Gene network inference (GNI) methods have the potential to reveal functional relationships between different genes and their products. Most GNI algorithms have been developed for microarray gene expression datasets and their application to RNA-seq data is relatively recent. As the characteristics of RNA-seq data are different from microarray data, it is an unanswered question what preprocessing methods for RNA-seq data should be applied prior to GNI to attain optimal performance, or what the required sample size for RNA-seq data is to obtain reliable GNI estimates.
We ran 9144 analysis of 7 different RNA-seq datasets to evaluate 300 different preprocessing combinations that include data transformations, normalizations and association estimators. We found that there was no single best performing preprocessing combination but that there were several good ones.
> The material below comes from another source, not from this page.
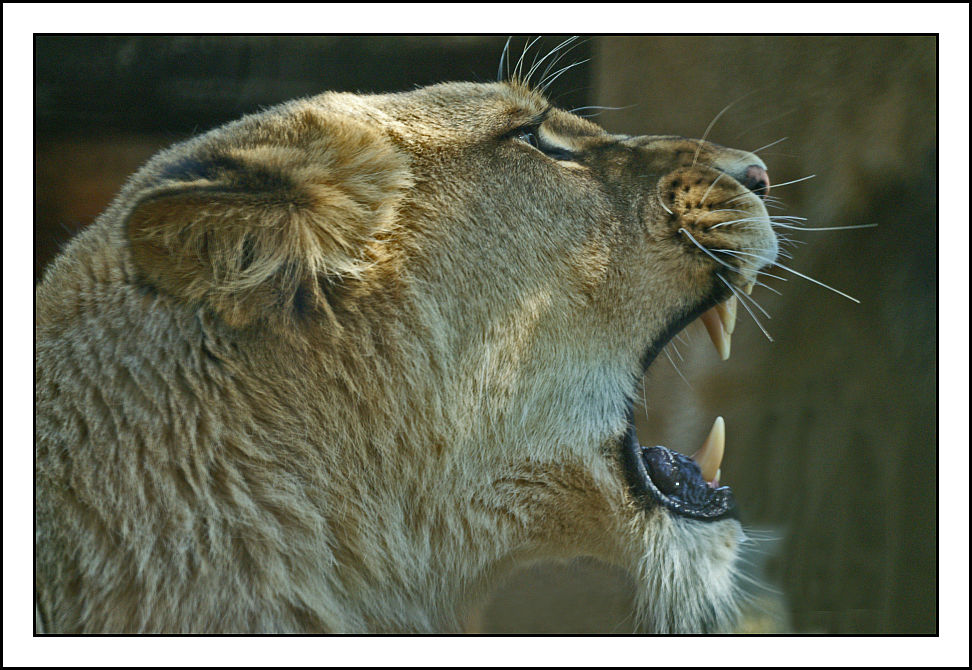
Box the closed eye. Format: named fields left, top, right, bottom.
left=510, top=126, right=574, bottom=161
The performance varied widely over various datasets, which emphasized the importance of choosing an appropriate preprocessing configuration before GNI. Two preprocessing combinations appeared promising in general: First, Log-2 TPM (transcript per million) with Variance-stabilizing transformation (VST) and Pearson Correlation Coefficient (PCC) association estimator. Second, raw RNA-seq count data with PCC. Along with these two, we also identified 18 other good preprocessing combinations. Any of these algorithms might perform best in different datasets. Therefore, the GNI performances of these approaches should be measured on any new dataset to select the best performing one for it. In terms of the required biological sample size of RNA-seq data, we found that between 30 to 85 samples were required to generate reliable GNI estimates.
This study provides practical recommendations on default choices for data preprocessing prior to GNI analysis of RNA-seq data to obtain optimal performance results.
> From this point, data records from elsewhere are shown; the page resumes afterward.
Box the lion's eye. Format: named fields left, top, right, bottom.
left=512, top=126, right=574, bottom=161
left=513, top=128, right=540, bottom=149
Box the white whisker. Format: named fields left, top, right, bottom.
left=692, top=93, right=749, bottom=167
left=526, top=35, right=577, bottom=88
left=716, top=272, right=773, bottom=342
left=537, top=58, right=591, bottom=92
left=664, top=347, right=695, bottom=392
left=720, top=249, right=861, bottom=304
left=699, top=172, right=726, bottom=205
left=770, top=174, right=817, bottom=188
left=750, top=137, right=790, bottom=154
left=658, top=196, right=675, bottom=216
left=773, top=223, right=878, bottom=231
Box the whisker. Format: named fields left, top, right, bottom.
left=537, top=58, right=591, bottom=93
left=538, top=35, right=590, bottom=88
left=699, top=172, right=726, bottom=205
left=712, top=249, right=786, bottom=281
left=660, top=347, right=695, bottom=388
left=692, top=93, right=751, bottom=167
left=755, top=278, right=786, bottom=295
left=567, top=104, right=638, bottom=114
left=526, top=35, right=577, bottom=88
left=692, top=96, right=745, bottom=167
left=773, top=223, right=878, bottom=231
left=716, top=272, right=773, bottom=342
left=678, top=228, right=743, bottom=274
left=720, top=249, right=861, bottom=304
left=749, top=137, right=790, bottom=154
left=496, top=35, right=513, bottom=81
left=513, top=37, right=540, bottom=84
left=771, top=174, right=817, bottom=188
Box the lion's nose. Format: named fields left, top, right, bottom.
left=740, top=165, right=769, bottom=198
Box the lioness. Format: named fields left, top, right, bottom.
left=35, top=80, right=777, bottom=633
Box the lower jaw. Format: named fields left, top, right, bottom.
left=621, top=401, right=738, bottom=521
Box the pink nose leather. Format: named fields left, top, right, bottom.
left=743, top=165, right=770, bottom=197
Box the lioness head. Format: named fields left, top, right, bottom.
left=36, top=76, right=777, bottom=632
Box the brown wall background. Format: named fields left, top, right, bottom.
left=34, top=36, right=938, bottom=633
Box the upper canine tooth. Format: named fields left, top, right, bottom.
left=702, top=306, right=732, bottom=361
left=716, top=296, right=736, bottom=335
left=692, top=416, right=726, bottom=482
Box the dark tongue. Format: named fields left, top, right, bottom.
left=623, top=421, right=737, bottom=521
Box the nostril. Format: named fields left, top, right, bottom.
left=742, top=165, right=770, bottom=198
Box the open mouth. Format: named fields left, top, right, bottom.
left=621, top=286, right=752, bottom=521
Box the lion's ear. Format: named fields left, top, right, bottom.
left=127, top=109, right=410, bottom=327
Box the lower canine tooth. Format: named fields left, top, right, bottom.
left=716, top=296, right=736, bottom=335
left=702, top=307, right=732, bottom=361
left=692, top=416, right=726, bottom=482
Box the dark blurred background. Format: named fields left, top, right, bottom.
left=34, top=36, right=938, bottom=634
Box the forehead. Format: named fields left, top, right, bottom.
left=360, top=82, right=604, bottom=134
基因网络推断(GNI)方法有潜力揭示不同基因及其产物之间的功能关系。大多数GNI算法是针对微阵列基因表达数据集开发的,其在RNA测序(RNA-seq)数据中的应用相对较新。由于RNA-seq数据的特征与微阵列数据不同,在进行GNI之前应采用何种RNA-seq数据预处理方法以实现最佳性能,或者获得可靠的GNI估计所需的RNA-seq数据样本量是多少,这仍是一个未解决的问题。
我们对7个不同的RNA-seq数据集进行了9144次分析,以评估300种不同的预处理组合,这些组合包括数据转换、标准化和关联估计器。我们发现没有单一的最佳预处理组合,但有几种表现良好的组合。不同数据集的性能差异很大,这凸显了在进行GNI之前选择合适预处理配置的重要性。总体而言,有两种预处理组合表现出前景:第一,采用方差稳定变换(VST)和Pearson相关系数(PCC)关联估计器的对数2每百万转录本(TPM)。第二,采用PCC的原始RNA-seq计数数据。除了这两种,我们还确定了其他18种良好的预处理组合。这些算法中的任何一种在不同数据集中可能表现最佳。因此,应在任何新数据集上衡量这些方法的GNI性能,以选择最适合该数据集的方法。关于RNA-seq数据所需的生物样本量,我们发现需要30至85个样本才能生成可靠的GNI估计。
本研究为在对RNA-seq数据进行GNI分析之前进行数据预处理的默认选择提供了实用建议,以获得最佳性能结果。